Pier Paolo D'Avino
Defects in cell division often cause abnormal distribution of the genetic material between the two daughter cells. These abnormalities generate genetic instability, which is considered to be a key step in the development of human cancer. Therefore, an understanding of the mechanisms that control the activity of cell cycle regulatory proteins may lead to the identification of therapeutic targets for the treatment of tumour pathologies.
My recent research interests focus on the mechanisms and signalling pathways that control the final act of mitosis, cytokinesis. In a typical animal mitosis, a cleavage furrow forms at the equatorial cortex after anaphase onset and advances inwards to generate two daughter cells. The ingression of this furrow is achieved through the assembly and contraction of actomyosin filaments whose dynamics appears to be regulated by the small GTPase RhoA. I am currently trying to address two major questions: (i) What is the nature of the signal that positions the cleavage plane during cytokinesis and (ii) what are the signaling components downstream of RhoA that control actomyosin filaments dynamics.
The finely orchestrated process of cytokinesis requires the harmonized action of a large set of proteins to regulate three major processes: (1) the determination of the cleavage plane; (2) the assembly and contraction of the actomyosin ring; and (3) the formation and addition of new membrane between the two daughter cells. In order to execute specific functions, these proteins associate in stable or transient multiprotein complexes whose interactions are regulated by enzymatic complexes that mediate spatio-temporally coordinated protein degradation and phosphorylation/dephosphorylation. Thus, a thorough understanding of the mechanisms that control cytokinesis requires the identification of all the components that constitute the plethora of complexes involved in cytokinesis.

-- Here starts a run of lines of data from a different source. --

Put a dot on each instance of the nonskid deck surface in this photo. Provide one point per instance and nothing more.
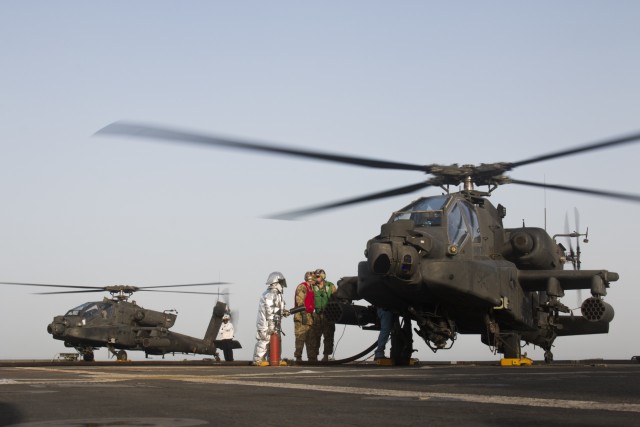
(205, 393)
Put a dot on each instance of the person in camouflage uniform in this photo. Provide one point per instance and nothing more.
(322, 327)
(302, 321)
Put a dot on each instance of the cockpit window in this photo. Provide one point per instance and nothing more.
(457, 227)
(472, 219)
(76, 311)
(425, 212)
(87, 310)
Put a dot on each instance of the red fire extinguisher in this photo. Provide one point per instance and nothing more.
(274, 349)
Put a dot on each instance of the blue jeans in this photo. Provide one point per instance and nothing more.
(386, 323)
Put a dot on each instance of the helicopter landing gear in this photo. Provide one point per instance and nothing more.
(121, 355)
(401, 342)
(510, 349)
(510, 345)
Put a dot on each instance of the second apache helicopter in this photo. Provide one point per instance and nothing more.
(119, 324)
(447, 262)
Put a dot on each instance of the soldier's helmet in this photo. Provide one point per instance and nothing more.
(276, 277)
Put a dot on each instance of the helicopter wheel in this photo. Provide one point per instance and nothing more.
(511, 345)
(401, 342)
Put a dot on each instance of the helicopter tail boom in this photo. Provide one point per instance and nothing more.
(214, 325)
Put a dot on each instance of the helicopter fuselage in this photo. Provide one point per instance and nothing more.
(448, 263)
(123, 325)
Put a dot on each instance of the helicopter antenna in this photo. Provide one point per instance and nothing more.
(545, 203)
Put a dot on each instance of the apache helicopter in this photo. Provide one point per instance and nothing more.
(447, 262)
(119, 324)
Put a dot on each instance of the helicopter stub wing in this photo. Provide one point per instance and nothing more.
(538, 280)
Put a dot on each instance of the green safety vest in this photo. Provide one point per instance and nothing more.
(322, 296)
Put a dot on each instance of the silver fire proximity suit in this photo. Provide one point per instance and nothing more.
(270, 311)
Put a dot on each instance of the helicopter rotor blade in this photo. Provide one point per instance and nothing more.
(635, 137)
(138, 130)
(94, 288)
(375, 196)
(70, 292)
(189, 284)
(611, 194)
(180, 292)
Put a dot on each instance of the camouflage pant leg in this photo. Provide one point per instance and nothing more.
(328, 331)
(314, 335)
(301, 332)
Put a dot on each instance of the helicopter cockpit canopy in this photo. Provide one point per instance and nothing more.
(424, 212)
(87, 310)
(458, 215)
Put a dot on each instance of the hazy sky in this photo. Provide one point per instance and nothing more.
(412, 81)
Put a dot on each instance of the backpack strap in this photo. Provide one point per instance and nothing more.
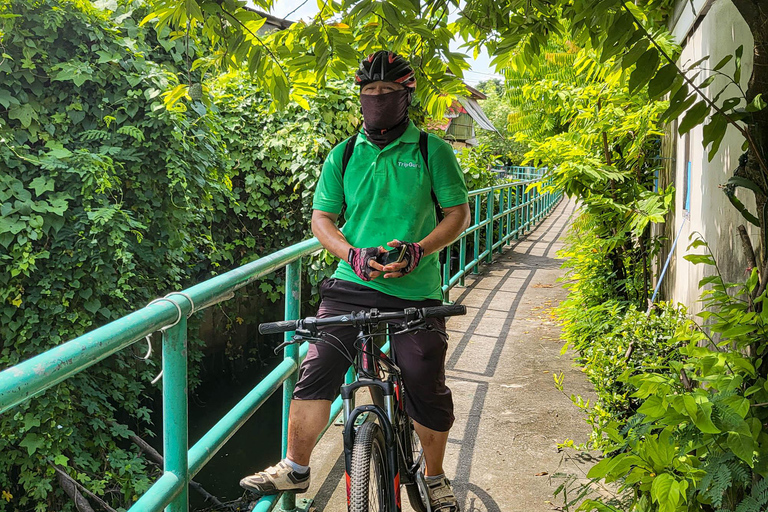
(424, 147)
(349, 148)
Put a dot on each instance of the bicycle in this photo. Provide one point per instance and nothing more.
(383, 452)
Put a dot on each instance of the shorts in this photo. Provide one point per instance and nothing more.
(420, 355)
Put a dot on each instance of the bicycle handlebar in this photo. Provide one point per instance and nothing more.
(360, 318)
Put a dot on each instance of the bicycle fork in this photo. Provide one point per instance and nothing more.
(386, 419)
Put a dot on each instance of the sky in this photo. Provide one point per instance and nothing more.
(295, 10)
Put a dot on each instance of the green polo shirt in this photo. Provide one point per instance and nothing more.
(388, 197)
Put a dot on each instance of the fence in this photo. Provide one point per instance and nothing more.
(501, 213)
(516, 172)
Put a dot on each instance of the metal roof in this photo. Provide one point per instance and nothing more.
(476, 112)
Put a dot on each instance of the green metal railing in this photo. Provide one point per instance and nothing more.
(501, 213)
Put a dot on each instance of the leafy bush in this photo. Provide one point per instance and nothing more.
(697, 441)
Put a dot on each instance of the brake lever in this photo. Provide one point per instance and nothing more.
(421, 327)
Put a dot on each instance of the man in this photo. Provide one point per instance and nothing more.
(388, 193)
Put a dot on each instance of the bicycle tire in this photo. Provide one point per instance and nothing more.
(370, 489)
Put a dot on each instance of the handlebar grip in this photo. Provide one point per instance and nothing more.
(443, 311)
(282, 326)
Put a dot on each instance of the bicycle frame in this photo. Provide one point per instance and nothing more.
(368, 365)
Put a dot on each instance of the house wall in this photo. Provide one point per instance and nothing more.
(716, 29)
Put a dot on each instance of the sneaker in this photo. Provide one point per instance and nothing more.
(441, 497)
(275, 479)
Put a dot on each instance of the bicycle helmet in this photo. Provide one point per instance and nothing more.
(385, 66)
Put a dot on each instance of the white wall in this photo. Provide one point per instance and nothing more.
(718, 34)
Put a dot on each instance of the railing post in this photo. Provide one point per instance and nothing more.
(476, 259)
(508, 234)
(501, 221)
(175, 417)
(518, 210)
(489, 227)
(292, 312)
(526, 209)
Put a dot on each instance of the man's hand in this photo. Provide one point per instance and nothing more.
(413, 254)
(363, 262)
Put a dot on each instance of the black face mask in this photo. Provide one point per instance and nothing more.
(385, 116)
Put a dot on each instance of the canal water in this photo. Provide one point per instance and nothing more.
(254, 447)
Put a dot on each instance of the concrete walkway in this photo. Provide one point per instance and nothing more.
(502, 357)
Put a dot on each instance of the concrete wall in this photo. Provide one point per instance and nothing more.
(716, 29)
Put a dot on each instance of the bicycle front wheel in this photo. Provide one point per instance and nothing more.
(370, 489)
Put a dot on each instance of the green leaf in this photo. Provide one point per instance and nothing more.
(32, 442)
(664, 489)
(644, 69)
(742, 446)
(757, 104)
(739, 181)
(42, 185)
(713, 132)
(662, 82)
(633, 54)
(653, 407)
(700, 258)
(748, 216)
(678, 104)
(6, 100)
(602, 468)
(61, 460)
(703, 419)
(693, 117)
(24, 114)
(725, 60)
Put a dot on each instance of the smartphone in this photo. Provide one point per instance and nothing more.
(394, 256)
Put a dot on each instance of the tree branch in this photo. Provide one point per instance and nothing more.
(157, 458)
(73, 488)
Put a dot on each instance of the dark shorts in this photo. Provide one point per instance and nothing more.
(420, 355)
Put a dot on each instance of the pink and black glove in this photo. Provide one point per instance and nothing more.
(413, 254)
(358, 259)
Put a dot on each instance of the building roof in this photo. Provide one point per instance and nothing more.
(476, 113)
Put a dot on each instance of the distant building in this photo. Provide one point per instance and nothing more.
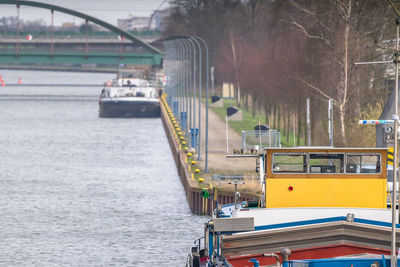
(69, 26)
(155, 22)
(133, 23)
(159, 19)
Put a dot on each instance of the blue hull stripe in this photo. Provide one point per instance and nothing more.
(324, 220)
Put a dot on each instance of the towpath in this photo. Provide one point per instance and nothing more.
(217, 146)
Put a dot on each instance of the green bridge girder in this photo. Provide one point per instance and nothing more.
(153, 57)
(79, 58)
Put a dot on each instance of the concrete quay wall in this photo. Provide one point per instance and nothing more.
(193, 189)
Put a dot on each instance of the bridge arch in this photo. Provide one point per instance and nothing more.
(95, 20)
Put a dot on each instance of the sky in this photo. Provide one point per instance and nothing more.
(108, 10)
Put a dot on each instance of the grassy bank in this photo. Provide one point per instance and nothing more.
(249, 121)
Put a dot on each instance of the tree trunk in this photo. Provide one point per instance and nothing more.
(298, 123)
(343, 93)
(279, 118)
(254, 105)
(288, 126)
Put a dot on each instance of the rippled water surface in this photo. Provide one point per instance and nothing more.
(78, 190)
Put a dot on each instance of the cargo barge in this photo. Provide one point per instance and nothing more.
(317, 204)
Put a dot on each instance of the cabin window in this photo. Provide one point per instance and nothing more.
(363, 163)
(326, 163)
(289, 163)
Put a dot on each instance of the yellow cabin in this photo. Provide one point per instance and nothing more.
(326, 177)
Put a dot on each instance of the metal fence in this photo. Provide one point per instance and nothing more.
(263, 138)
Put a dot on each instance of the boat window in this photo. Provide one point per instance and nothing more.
(363, 163)
(326, 163)
(289, 163)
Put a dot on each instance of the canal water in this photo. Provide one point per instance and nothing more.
(79, 190)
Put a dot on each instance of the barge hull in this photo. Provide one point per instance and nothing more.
(114, 109)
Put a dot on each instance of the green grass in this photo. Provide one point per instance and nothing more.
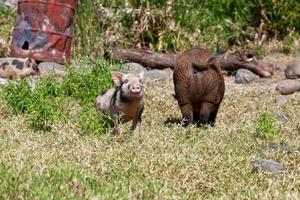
(163, 161)
(265, 126)
(47, 104)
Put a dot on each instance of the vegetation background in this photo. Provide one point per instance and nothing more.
(53, 145)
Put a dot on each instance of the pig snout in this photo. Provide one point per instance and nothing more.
(137, 88)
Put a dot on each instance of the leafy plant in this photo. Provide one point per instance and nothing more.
(265, 126)
(45, 103)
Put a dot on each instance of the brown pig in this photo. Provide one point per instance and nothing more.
(124, 102)
(199, 86)
(16, 68)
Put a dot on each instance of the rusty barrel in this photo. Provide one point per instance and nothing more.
(43, 30)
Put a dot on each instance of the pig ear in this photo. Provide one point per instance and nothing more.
(141, 74)
(117, 78)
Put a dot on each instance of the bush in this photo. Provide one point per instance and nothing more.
(264, 126)
(45, 105)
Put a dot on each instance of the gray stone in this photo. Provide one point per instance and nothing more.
(281, 116)
(286, 87)
(293, 70)
(12, 4)
(3, 81)
(278, 148)
(244, 76)
(9, 59)
(269, 166)
(51, 67)
(280, 67)
(281, 100)
(135, 68)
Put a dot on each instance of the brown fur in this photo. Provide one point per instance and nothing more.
(199, 86)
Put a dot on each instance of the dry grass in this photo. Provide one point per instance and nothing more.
(164, 161)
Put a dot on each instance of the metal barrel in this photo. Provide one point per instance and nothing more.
(43, 30)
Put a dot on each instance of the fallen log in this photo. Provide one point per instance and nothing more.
(144, 57)
(227, 61)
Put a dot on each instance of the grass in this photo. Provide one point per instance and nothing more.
(48, 102)
(163, 161)
(265, 126)
(75, 159)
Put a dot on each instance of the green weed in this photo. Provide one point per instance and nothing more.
(265, 126)
(46, 104)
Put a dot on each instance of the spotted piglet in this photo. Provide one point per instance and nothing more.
(16, 68)
(124, 102)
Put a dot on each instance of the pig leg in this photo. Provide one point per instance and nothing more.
(118, 124)
(213, 114)
(187, 113)
(136, 122)
(207, 113)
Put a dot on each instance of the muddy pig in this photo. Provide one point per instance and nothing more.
(16, 68)
(124, 102)
(199, 86)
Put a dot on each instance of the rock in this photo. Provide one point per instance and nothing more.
(158, 75)
(3, 81)
(276, 147)
(281, 100)
(280, 67)
(244, 76)
(51, 67)
(135, 68)
(293, 70)
(286, 87)
(12, 4)
(281, 116)
(269, 166)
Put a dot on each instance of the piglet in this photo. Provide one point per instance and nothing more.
(124, 102)
(16, 68)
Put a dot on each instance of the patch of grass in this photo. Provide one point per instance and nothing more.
(6, 23)
(46, 103)
(161, 162)
(265, 128)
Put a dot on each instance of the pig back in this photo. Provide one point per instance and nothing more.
(207, 86)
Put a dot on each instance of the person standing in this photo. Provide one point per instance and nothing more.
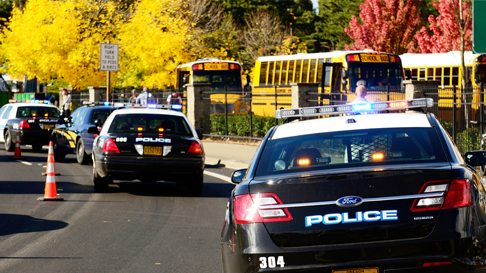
(133, 98)
(66, 102)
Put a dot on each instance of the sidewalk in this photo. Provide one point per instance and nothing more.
(233, 156)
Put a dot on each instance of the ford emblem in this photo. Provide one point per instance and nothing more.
(349, 201)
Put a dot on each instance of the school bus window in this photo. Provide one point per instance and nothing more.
(291, 71)
(263, 73)
(270, 73)
(298, 65)
(305, 71)
(430, 74)
(455, 75)
(447, 76)
(422, 73)
(312, 71)
(278, 72)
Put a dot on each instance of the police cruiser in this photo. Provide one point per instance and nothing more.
(149, 145)
(371, 193)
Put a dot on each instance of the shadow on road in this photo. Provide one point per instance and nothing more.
(17, 223)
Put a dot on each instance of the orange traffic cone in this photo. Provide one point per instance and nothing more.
(50, 158)
(51, 190)
(17, 153)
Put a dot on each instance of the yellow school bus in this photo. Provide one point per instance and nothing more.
(225, 79)
(336, 74)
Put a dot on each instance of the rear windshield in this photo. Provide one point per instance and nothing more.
(351, 149)
(150, 123)
(37, 111)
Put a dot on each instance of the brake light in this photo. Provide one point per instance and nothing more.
(454, 195)
(195, 149)
(251, 209)
(24, 124)
(110, 147)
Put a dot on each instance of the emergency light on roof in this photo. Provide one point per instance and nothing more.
(353, 108)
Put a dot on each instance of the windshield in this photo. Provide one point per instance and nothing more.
(150, 123)
(37, 111)
(350, 149)
(220, 80)
(378, 76)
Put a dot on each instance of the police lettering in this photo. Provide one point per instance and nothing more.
(358, 217)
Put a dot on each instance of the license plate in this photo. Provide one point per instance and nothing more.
(152, 150)
(47, 126)
(357, 270)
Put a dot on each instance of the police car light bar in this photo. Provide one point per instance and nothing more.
(354, 108)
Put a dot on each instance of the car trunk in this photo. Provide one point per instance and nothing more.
(314, 223)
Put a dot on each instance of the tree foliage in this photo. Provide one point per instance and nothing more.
(387, 25)
(444, 32)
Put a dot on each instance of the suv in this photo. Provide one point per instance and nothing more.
(34, 122)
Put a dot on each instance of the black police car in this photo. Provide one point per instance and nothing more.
(33, 120)
(72, 137)
(149, 145)
(357, 193)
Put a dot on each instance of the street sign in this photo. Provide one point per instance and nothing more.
(479, 26)
(109, 57)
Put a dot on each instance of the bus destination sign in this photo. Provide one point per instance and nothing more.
(367, 58)
(216, 66)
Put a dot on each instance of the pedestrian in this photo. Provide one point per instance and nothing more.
(145, 97)
(66, 103)
(133, 98)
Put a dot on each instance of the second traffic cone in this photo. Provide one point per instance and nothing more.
(50, 193)
(17, 153)
(50, 156)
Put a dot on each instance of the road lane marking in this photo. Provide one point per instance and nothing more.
(219, 176)
(25, 162)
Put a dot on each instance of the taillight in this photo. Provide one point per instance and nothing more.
(110, 147)
(251, 209)
(24, 124)
(453, 194)
(195, 149)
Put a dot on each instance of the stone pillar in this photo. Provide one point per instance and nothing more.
(416, 89)
(97, 93)
(301, 94)
(198, 106)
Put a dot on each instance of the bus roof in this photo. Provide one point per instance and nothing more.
(206, 60)
(313, 55)
(452, 58)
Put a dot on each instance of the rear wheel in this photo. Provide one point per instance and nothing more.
(8, 142)
(81, 155)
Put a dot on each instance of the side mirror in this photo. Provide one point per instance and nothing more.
(345, 74)
(93, 130)
(476, 158)
(237, 176)
(199, 134)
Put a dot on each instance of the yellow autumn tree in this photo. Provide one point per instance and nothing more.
(153, 42)
(58, 39)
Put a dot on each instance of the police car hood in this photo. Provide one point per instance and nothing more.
(370, 215)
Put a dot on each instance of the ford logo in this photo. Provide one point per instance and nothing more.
(349, 201)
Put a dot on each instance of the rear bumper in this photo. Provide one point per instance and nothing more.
(130, 168)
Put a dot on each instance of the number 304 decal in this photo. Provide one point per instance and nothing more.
(271, 262)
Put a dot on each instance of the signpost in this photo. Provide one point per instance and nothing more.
(479, 26)
(108, 62)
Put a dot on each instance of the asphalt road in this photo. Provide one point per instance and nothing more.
(133, 227)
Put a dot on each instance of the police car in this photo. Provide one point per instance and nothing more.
(149, 145)
(357, 193)
(34, 120)
(72, 137)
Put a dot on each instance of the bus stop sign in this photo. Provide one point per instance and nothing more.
(479, 26)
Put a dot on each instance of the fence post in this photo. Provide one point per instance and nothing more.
(454, 109)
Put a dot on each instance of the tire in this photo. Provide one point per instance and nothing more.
(9, 146)
(37, 147)
(193, 185)
(81, 155)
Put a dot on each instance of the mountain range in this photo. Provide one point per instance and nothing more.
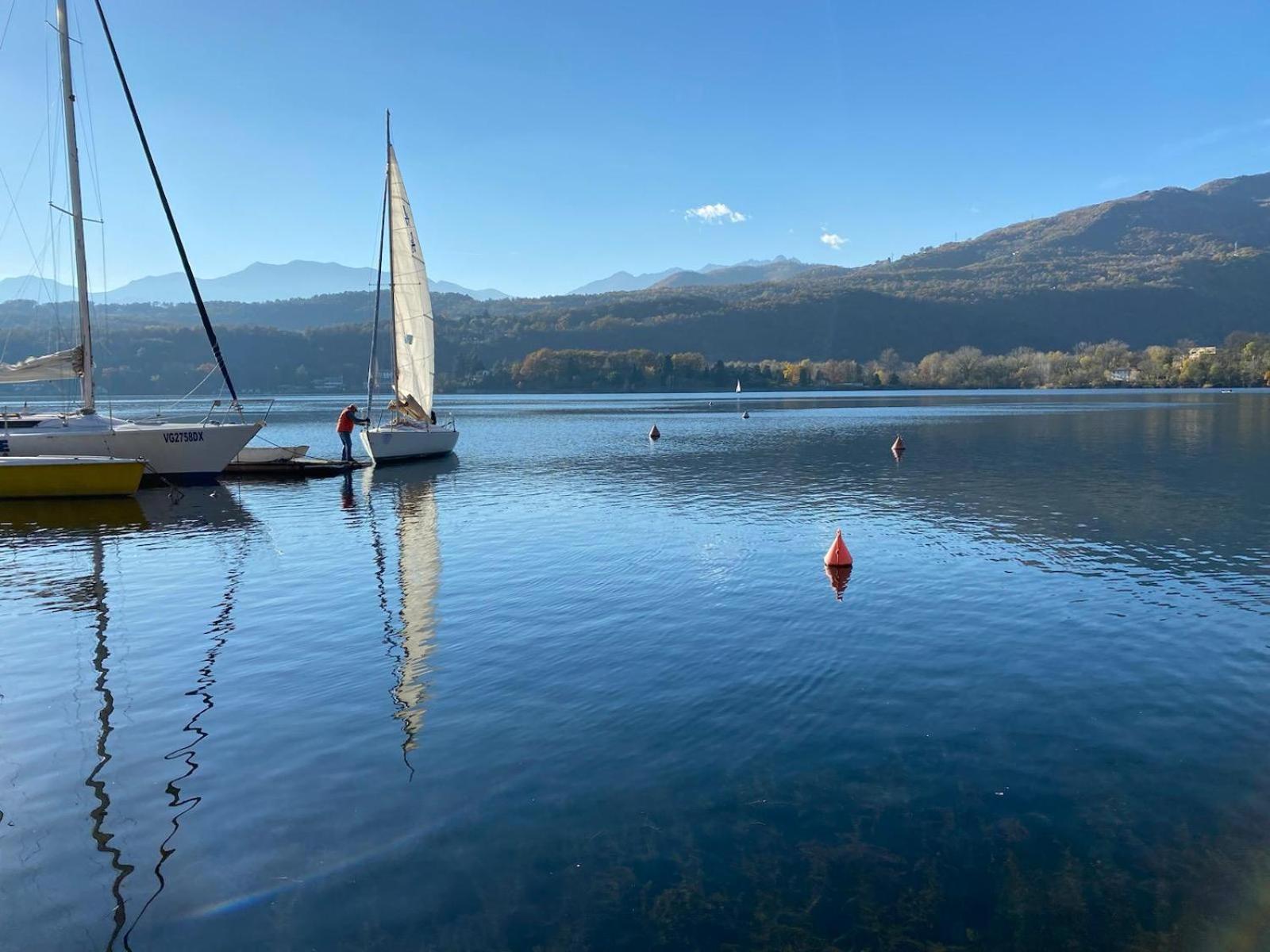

This is the aim of the work of the Cell Cycle Proteomics Group, a collaboration involving Vincent Archambault, Marcin Przewloka (Glover group), Ernest Laue, Wei Zhang and Kathryn Lilley (Department of Biochemistry, University of Cambridge). To this goal, we have adapted the TAP (Tandem Affinity Purification) methodology to Drosophila S2 cells.
This method consists of the fusion of proteins of interest with two different affinity purification tags. Cell lines stably expressing these proteins are generated and the isolation of the TAP-tagged bait products and their partners is accomplished through single or double affinity purifications. The purified protein complexes are then resolved by SDS PAGE and identified by mass spectrometry.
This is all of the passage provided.